My impression is that this article has a lot of technical insight into how bzip compares to gzip, but it fails actually account for the real cause of the diminished popularity of bzip in favor of the non-gzip alternatives that it admits are the more popular choices in recent years.
https://insanity.industries/post/pareto-optimal-compression/
> bzip might be suboptimal as a general-purpose compression format, but it’s great for text and code. One might even say the b in bzip stands for “best”.
I've just checked again with a 1GB SQL file. `bzip2 -9` shrinks it to 83MB. `zstd -19 --long` to 52MB.
Others have compressed the Linux kernel and found that bzip2's is about 15% larger than zstd's.
It was long surpassed by lzma and zstd.
But back in roughly the 00s, it was the best standard for compression, because the competition was DEFLATE/gzip.
You can bzip2 -9 files in some source code directory and tar these .bz2 files. This would be more or less equivalent to creating ZIP archive with BWT compression method. Then you can compare result with tar-ing the same source directory and bzip2 -9 the resulting .tar.
Then you can compare.
The continuous mode in RAR was something back then, exactly because RAR had long LZ77 window and compressed files as continuous stream.
'Solid compression' (as WinRAR calls it) is still optional with RAR. I recall the default is 'off'. At the time, that mode was still pretty good compared to bzip2.
https://man.archlinux.org/man/pbzip2.1.en
And zstd is multi threaded from the beginning.
Also making good progress on getting a slimmer version of zstd into the stdlib and improving the stdlib deflate.
Awesome! Please let me know if there is anything I can do to help
Consider "bananarama":
"abananaram"
"amabananar"
"ananaramab"
"anaramaban"
"aramabanan"
"bananarama"
"mabananara"
"nanaramaba"
"naramabana"
"ramabanana"
The last symbols on each line get context from first symbols of the same line. It is so due to rotation.But, due to sorting, contexts are not contiguous for the (last) character predicted and long dependencies are broken. Because of broken long dependencies, it is why MTF, which implicitly transforms direct symbols statistics into something like Zipfian [1] statistics, does encode BWT's output well.
[1] https://en.wikipedia.org/wiki/Zipf%27s_law
Given that, author may find PPM*-based compressors to be more compression-wise performant. Large Text Compression Benchmark [2] tells us exactly that: some "durilka-bububu" compressor that uses PPM fares better than BWT, almost by third.
In my own testing of compressing internal generic json blobs, I found brotli a clear winner when comparing space and time.

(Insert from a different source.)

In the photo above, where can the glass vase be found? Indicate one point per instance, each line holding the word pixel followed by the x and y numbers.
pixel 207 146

If I want higher compatibility and fast speeds, I'd probably just reach for gzip.
zstd is good for many use cases, too, perhaps even most...but I think just telling everyone to always use it isn't necessarily the best advice.
It’s slower and compresses less than zstd. gzip should only be reached for as a compatibility option, that’s the only place it wins, it’s everywhere.
EDIT: If you must use it, use the modern implementation, https://www.zlib.net/pigz/
size and decompression are the main limitations
Does gmail use a special codec for storing emails ?
Yes, I do. Zstd is my preferred solution nowadays. But gzip is not going anywhere as a fallback because there is a surprisingly high number of computers without a working libzstd.
https://cbloomrants.blogspot.com/2021/03/faster-inverse-bwt....
TIL. Now that's why gzip has a file header! But, tar.gz compresses even better, that's probably why it hasn't caught on.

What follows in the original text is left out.